Joanna, my wife, who is an artist and is the production designer of the film, is my ally in everything. She always makes me think about the plastic, the texture, the humidity… I have always let myself go and that is why we decided to work together to make a film where nature could be felt, where we would be there as if submerged. It is something very conscious, very worked. The main hacienda was an important character for us. It was owned by a drug dealer. But everything Greek and those sculptures is a proposal from Joana and, obviously, with the photographer we began to have dialogues about how we would film it. The merit is not mine alone.

There is an abyss between the Colombian cinema that travels to festivals and the one that is successful in theaters. Do you know any formula to correct that?

I don’t know if it is a problem or not, but it is a reality that we have and not only in Colombia.
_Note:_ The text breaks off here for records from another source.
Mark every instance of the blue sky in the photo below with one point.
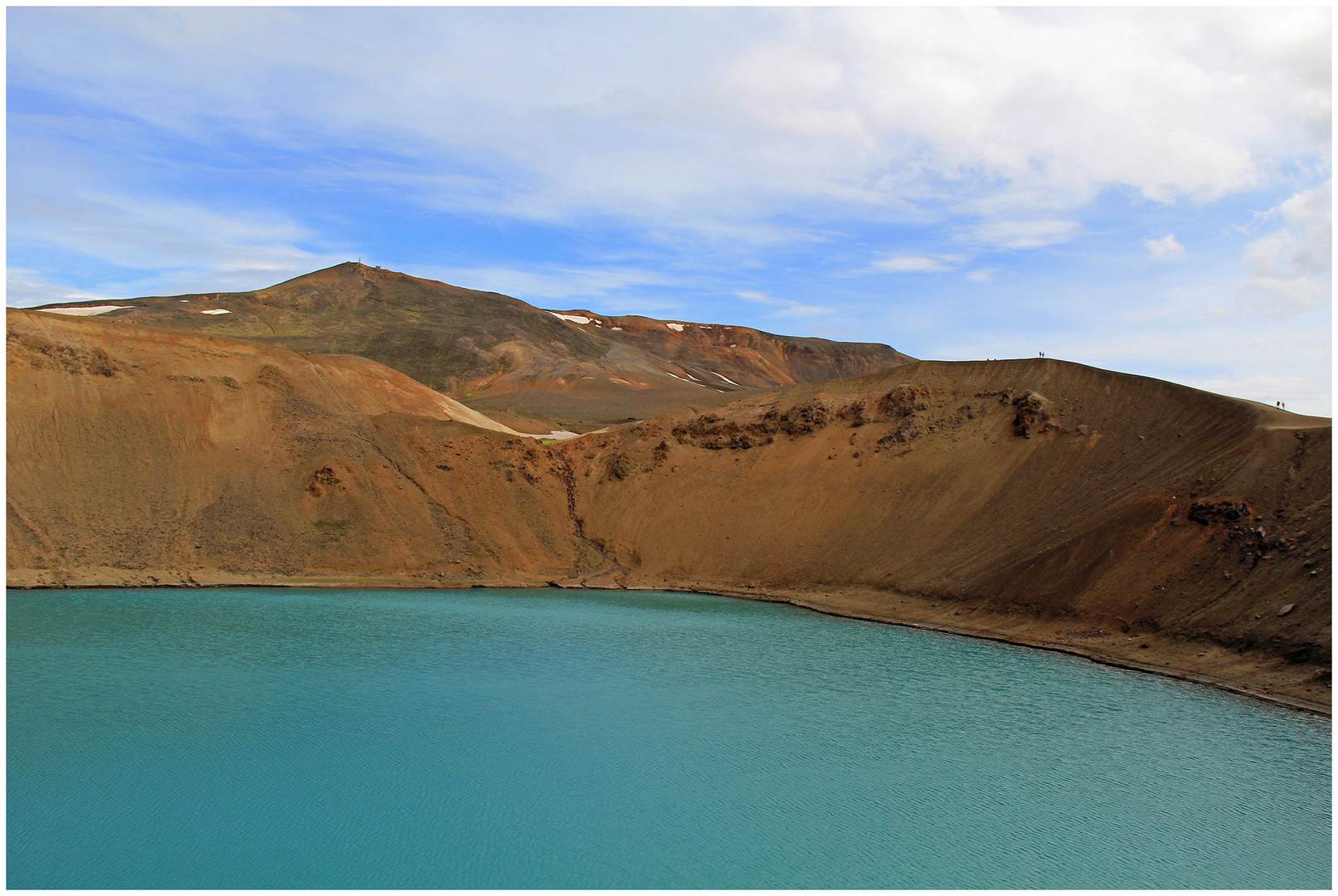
(1143, 190)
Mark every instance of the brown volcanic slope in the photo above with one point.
(506, 356)
(1034, 500)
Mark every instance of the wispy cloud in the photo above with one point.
(1165, 248)
(785, 306)
(1292, 266)
(918, 264)
(552, 282)
(1023, 234)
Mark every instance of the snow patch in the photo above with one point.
(83, 312)
(576, 319)
(689, 382)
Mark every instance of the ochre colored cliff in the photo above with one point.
(1041, 502)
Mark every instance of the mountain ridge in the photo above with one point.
(1117, 517)
(504, 356)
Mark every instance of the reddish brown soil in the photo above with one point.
(1041, 502)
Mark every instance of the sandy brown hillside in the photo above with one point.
(1043, 502)
(542, 368)
(145, 456)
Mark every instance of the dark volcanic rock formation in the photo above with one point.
(556, 369)
(1036, 500)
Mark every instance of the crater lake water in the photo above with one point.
(545, 738)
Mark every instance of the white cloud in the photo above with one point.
(1292, 266)
(785, 306)
(691, 119)
(28, 288)
(1023, 234)
(547, 282)
(918, 264)
(1165, 248)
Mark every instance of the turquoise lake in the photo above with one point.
(543, 738)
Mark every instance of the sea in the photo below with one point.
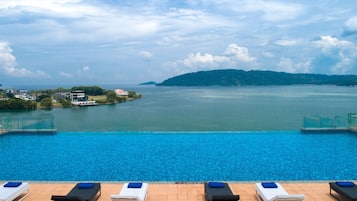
(189, 134)
(249, 108)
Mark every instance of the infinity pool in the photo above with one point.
(178, 156)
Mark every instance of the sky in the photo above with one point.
(93, 42)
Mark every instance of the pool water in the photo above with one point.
(178, 156)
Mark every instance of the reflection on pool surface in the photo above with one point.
(178, 156)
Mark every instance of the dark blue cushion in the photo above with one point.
(215, 184)
(135, 185)
(269, 185)
(345, 184)
(85, 185)
(12, 184)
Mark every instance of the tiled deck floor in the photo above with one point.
(180, 192)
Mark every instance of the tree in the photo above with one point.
(65, 102)
(111, 96)
(47, 102)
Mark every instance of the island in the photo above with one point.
(232, 77)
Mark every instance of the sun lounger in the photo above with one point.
(216, 191)
(270, 191)
(81, 192)
(346, 190)
(132, 191)
(12, 190)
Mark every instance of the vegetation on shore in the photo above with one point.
(47, 99)
(231, 77)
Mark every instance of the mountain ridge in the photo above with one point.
(233, 77)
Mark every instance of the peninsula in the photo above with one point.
(231, 77)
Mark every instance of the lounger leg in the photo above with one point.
(25, 195)
(257, 195)
(334, 194)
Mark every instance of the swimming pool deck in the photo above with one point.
(318, 191)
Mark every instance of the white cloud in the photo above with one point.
(8, 64)
(343, 51)
(206, 59)
(232, 56)
(274, 10)
(85, 68)
(350, 26)
(287, 65)
(287, 42)
(343, 66)
(65, 75)
(326, 43)
(269, 10)
(241, 53)
(145, 54)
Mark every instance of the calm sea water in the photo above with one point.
(189, 134)
(208, 109)
(178, 156)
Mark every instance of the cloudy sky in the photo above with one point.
(133, 41)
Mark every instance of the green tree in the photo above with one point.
(47, 102)
(65, 102)
(111, 96)
(90, 90)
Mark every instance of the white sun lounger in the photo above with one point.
(13, 191)
(131, 194)
(275, 194)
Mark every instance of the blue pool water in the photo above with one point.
(178, 156)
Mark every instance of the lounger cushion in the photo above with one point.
(345, 184)
(12, 184)
(85, 185)
(269, 185)
(135, 185)
(216, 184)
(225, 197)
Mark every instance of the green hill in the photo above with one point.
(232, 77)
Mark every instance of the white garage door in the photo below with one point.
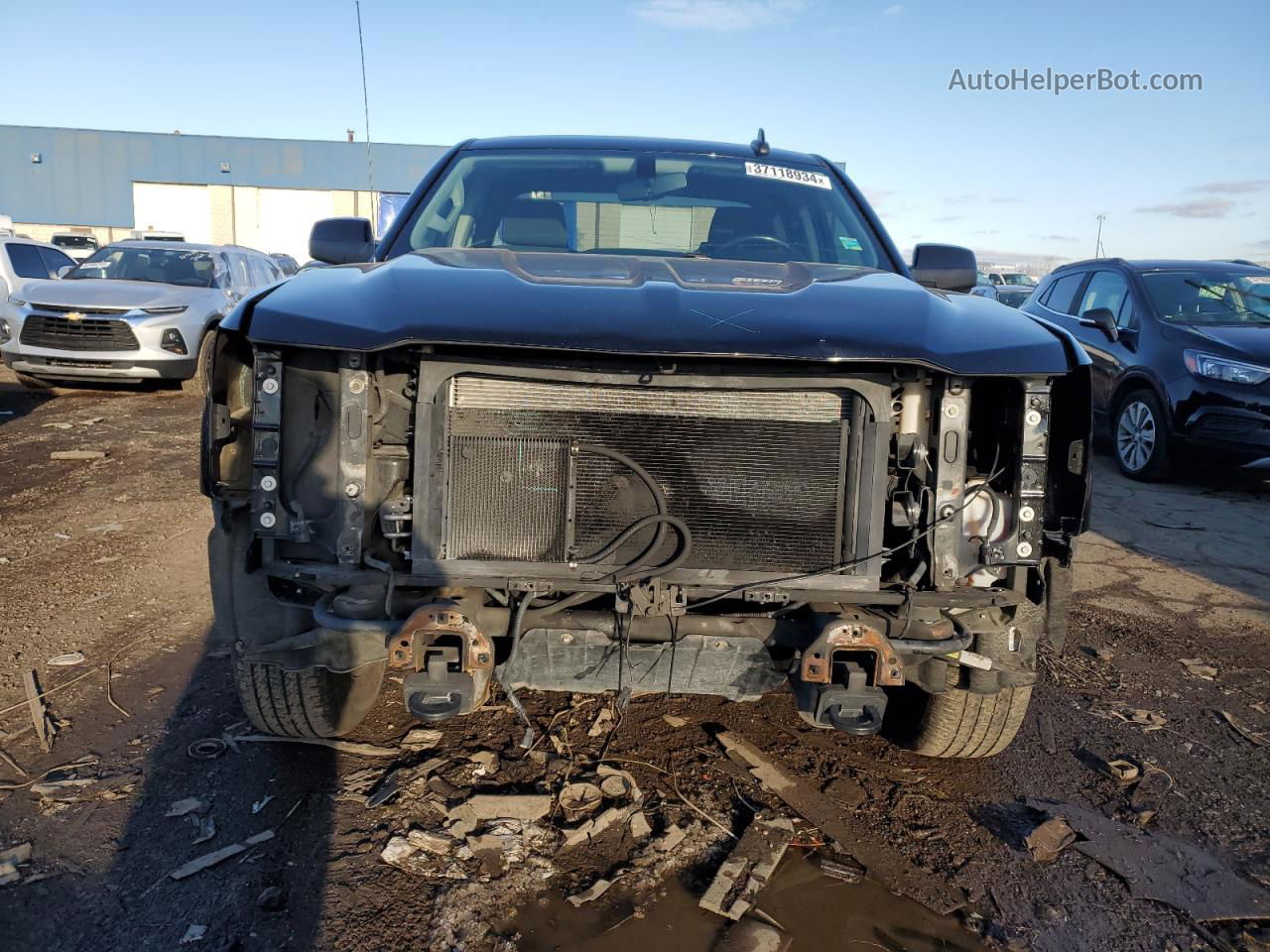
(182, 208)
(284, 220)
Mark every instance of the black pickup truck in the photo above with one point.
(642, 416)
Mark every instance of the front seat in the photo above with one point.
(535, 226)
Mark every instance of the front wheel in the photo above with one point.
(197, 385)
(961, 724)
(1141, 436)
(314, 702)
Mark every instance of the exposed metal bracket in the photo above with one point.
(353, 452)
(951, 454)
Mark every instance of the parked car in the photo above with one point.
(1010, 295)
(286, 263)
(1182, 356)
(143, 235)
(610, 414)
(134, 311)
(1012, 278)
(77, 246)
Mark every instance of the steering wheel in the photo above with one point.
(769, 240)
Perhaps in Latin American cinema we see it more clearly, because there is no formal audiovisual education, that is why culture and education must be strengthened. When I went to film school, we analyzed other directors and admired them. And that’s fine. But in reality the look and concern should be something else: who am I? Where do I come from? I believe that these questions are felt in the work of great authors. I try as much as possible to be in this line.

Will you take new directions in your future projects?

People think that I am very interested in portraying these peripheral universes of adolescents and the truth is that I am not. I think life put me there 8, 9 years ago. I came to Sibaguez for love and I ended up sharing this with all these guys. But the following film goes in another context. It has to do with a very strong experience that my mother had and with a very modern Colombian context, and also an encounter with something else that I cannot anticipate.